The General Assembly’s Appropriations Committee, empowered with budget-writing authority, held a public hearing on the proposals that ran all day and late into the evening. Nearly 100 people — the majority of them union members — signed up in advance to testify in person at the Legislative Office Building (LOB). Scores more, including police and corrections officers, teachers and paraeducators, scientists and university professors, submitted written statements on the raised bills.
Click here to access the written testimony provided to the committee.
Among the first speakers at the hearing was the Rev. Josh Pawelek, the parish minister of the Unitarian Universalist Society: East in Manchester. Speaking on behalf of the Democracy, Unity and Equality (D.U.E. Justice) coalition, he delivered a powerful rebuke of the anti-collective bargaining proposals, calling them “profoundly immoral.”

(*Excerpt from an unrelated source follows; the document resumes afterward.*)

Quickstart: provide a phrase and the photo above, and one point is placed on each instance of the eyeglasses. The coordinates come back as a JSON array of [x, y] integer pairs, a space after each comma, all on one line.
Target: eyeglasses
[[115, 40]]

Rev. Pawelek told lawmakers that unions stood “as a bulwark against the downward spiral in wages and benefits in the so-called ‘right to work’ states.” He added that they also serve as a “check on the authoritarian tendencies of governments and corporations that would silence working people.”
Click here to watch Rev. Pawelek’s testimony to the committee.
Legislative leaders from the Democratic caucuses in the State House and Senate later that morning held a capitol news briefing to demonstrate their opposition to the anti-collective bargaining proposals. They invited both private and public sector union members to join them in urging their colleagues make better choices for closing state budget shortfalls than “hitting the middle-class harder.”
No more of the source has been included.